I looked around at the small-town solidity of the Square. The great King's Head, grandest (if not the most venerable) of Wimborne's inns still closes off the west side, but grander still are the banks. On the north is the Italianate fabric of the Wilts & Dorset Bank of 1872, later Lloyds and finally TSB. Facing it was the even more elaborate Baroque building of the London Joint City & Midland, later just Midland and eventually HSBC, originally built in 1920: it has gigantic arched windows and its entrance is positively intimidating, strangely incongruous for the clothes store it now houses. Compared to these, in fact, Barclays isn't that impressive physically: the Crown Hotel which used to stand on its site was rebuilt in red brick in 1980 to form Crown Court. The architects still chose to put a range of arches on the ground floor, though: I don't know whether they knew that Barclays was going to be housed in the new building and so chose to give it a more bank-like appearance than the homely structure that stood there before. NatWest survives round the corner in West Borough, a humbler building converted from a house in about 1900, but with a banking hall added to it in grandiose Classical style - Venetian windows, a balustraded parapet, v-jointed columns and a big square doorway. It's a house made to look like a bank.
It looks like a bank because when the first regional banks began to infiltrate into mid-Victorian towns they wanted to make the point that they were trustworthy, and so they replaced the standard town houses they would originally have inhabited with structures that spoke of prosperity and reliability. In Wimborne the Wilts & Dorset was first off the mark, and then the others competed with it not just for business but architecturally.

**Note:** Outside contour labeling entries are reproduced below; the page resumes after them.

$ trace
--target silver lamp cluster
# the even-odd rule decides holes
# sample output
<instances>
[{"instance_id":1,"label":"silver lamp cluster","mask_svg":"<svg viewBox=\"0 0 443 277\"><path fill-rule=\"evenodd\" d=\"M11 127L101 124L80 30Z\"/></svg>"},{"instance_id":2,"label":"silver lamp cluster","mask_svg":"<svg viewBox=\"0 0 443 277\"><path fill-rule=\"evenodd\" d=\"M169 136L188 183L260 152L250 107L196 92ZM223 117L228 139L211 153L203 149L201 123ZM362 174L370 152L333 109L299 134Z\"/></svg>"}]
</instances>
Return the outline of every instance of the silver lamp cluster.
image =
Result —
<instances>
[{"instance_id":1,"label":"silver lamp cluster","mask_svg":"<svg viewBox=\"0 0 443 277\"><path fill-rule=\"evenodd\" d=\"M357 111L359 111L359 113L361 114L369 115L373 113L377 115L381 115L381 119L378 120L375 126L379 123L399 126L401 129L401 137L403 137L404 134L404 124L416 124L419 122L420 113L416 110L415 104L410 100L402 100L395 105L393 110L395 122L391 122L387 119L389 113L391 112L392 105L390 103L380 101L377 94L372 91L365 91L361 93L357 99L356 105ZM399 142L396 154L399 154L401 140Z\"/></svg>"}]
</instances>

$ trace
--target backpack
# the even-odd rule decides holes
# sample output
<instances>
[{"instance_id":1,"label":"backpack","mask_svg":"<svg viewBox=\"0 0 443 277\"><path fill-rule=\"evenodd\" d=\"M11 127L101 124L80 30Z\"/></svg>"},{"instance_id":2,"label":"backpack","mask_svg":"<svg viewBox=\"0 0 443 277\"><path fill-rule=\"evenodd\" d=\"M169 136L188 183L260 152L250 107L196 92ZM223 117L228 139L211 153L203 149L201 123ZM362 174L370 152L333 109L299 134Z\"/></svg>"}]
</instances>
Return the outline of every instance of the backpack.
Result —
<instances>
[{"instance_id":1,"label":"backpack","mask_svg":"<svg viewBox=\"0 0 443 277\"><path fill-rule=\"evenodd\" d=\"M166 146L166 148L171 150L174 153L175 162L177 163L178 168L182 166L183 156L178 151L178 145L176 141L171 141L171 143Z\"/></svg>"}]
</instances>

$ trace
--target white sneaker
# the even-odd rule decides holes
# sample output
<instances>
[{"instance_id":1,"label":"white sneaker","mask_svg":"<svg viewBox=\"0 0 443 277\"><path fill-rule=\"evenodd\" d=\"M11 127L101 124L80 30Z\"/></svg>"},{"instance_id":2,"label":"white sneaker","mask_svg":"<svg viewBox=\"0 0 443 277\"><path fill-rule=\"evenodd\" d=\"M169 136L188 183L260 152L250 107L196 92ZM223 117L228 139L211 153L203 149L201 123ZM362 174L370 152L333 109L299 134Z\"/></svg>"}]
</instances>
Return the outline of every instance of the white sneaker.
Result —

Today that kind of statement doesn't mean anything, and the tide of commerce retreats from the real-world environment of small towns like Wimborne. Grand bank buildings are inhabited, more or less comfortably, by cafés and clothes stores, and I wonder how long even they will manage. Deeper still, the townscape is no longer a landscape of power, nor does its physical appearance express anything about the relationships that actually control its life and experience: power lies elsewhere now.
In Ye Olden Days if the bank went bust, you lost your money. But if it had a nice building, it could sell it, and the proceeds would pay back at least a proportion of those deposits. These days deposits are insured by the government so the first (I think) £85k is underwritten, and therefore people are not reassured by a building because they have no need of that sort of reassurance.
ReplyDeleteGood point, though the rules about deposit insurance date to the financial crisis of 2008, do they not - and the change in the status of banks within local communities goes back a lot further than that (not that I have anything more than impressions to present as evidence without a lot of research!).